Abu Dhabi: A mobile court, one-day courts and a special court at the Abu Dhabi International Airport are part of the UAE’s leading efforts to ensure swift justice for foreign workers, a senior official has said.

“In a country known for its cultural diversity, the UAE ensures equal access to justice for all foreign workers,” Dr Hanif Hassan Ali Al Qasim, chairman of the Geneva Centre for Human Rights Advancement and Global Dialogue, told Gulf News.

Dr Al Qasim said the nation’s policy to enhance access to justice is embedded in its 2021 Vision, which stipulates, inter alia, the importance of promoting fair judiciary.

He was speaking after a recent conference themed, ‘Improving access to justice for workers: The case of UAE’, held by the Geneva Centre for Human Rights and the European Public Law Organisation, in cooperation with the UAE Permanent Mission to UN Geneva. The debate took place on the sidelines of the 37th regular session of the UN Human Rights Council.

Dr Al Qasim said the panel debate reviewed the progress achieved in the UAE to enhance access to justice and to identify areas of possible improvement. “It also served as a starting point for a process that would advocate a broadening of issues related to human rights and labour rights for foreign workers in the Gulf region,” he said.

Labour law experts who participated in a panel debate said initiatives implemented by the UAE to enhance access to justice for foreign workers have brought positive results and could be replicated on a broader basis in the Gulf Cooperation Council countries.

Dr Jill Wells, senior policy adviser at Engineers against Poverty, highlighted that the introduction of the WPS [wage protection system] has contributed to resolving issues related to late payments of wages. In this regard, companies employing migrant workers need to set aside bank guarantees, it was highlighted, to pay workers’ wages when employers default so as to protect the wages of migrant construction workers.

A case study analysis of the endeavours of the Abu Dhabi Judicial Department to promote access to justice was offered by Benjimin George Burgher, judge and legal consultant with ADJD. In this regard, a mobile court is being used by ADJD, he noted, to carry out court procedures in an accessible and effective manner.

More than 70,000 workers have so far benefited from this innovative method to enhance the provision of legal aid and access to justice.

Ambassador Obaid Salem Saeed Al Za’abi, the Permanent Representative of the UAE’s Permanent Mission to UN Geneva, said the UAE is governed by a legal system that protects foreign workers’ beliefs, respects their customs and traditions and their ways of life.

“Multiple measures, decrees, and resolutions” will be considered by the UAE government so as to “implement these laws and increase workers protections”, he said.
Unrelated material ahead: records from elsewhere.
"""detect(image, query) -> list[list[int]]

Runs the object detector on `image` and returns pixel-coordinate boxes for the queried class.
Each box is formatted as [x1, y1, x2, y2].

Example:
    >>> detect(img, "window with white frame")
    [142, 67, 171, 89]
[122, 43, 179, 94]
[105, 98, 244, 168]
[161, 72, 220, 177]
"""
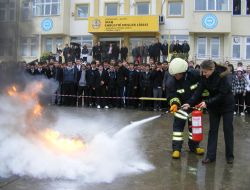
[136, 2, 150, 15]
[232, 36, 241, 59]
[55, 38, 63, 48]
[246, 0, 250, 15]
[0, 2, 7, 22]
[233, 0, 241, 15]
[161, 35, 189, 44]
[20, 38, 29, 56]
[197, 37, 207, 58]
[246, 37, 250, 59]
[71, 36, 93, 51]
[0, 0, 16, 22]
[105, 3, 118, 16]
[30, 38, 38, 56]
[20, 37, 38, 56]
[76, 4, 89, 19]
[0, 39, 4, 56]
[9, 1, 16, 21]
[33, 0, 61, 16]
[210, 37, 220, 59]
[168, 1, 183, 16]
[45, 38, 53, 52]
[0, 38, 15, 56]
[195, 0, 229, 11]
[21, 0, 31, 21]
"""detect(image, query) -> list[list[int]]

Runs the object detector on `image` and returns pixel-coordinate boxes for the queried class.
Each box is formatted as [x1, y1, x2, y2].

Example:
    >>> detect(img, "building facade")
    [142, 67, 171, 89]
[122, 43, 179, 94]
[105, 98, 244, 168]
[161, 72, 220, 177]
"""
[0, 0, 250, 63]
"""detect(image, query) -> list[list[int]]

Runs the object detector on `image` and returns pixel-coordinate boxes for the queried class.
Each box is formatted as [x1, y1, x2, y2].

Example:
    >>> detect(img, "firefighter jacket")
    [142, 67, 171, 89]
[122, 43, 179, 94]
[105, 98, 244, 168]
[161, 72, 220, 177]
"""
[187, 65, 234, 112]
[167, 69, 201, 106]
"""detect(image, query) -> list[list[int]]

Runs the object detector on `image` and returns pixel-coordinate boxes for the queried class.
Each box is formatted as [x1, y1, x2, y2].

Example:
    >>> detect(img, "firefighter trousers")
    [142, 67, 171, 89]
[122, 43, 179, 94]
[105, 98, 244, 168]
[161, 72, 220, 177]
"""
[172, 117, 199, 152]
[206, 111, 234, 160]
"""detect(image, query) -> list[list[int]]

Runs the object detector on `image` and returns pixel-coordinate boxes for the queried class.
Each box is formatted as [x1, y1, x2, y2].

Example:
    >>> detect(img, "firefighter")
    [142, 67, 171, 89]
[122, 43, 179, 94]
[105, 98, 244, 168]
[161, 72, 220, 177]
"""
[168, 58, 204, 159]
[183, 60, 234, 164]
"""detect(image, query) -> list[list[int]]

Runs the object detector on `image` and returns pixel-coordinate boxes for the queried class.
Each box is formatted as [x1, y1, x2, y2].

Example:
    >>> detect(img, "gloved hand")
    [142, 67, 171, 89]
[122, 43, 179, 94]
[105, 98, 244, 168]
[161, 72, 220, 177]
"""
[169, 104, 178, 113]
Other initiatives related to the protection against work-related injuries, health, insurance and other related issues are also being implemented by the UAE government, Al Za’abi added.

One concrete example of the UAE’s endeavours to enhance access to justice is the introduction of the WPS. “This is an important step to ensure the protection of the rights of workers,” Al Za’abi said.

In view of the fact that migrants and foreign workers form up to 90 per cent of the populations in GCC countries, the Geneva Centre’s executive director, Ambassador Idriss Jazairy — who also served as a moderator for the debate — underlined that labour reforms must benefit host and source societies alike.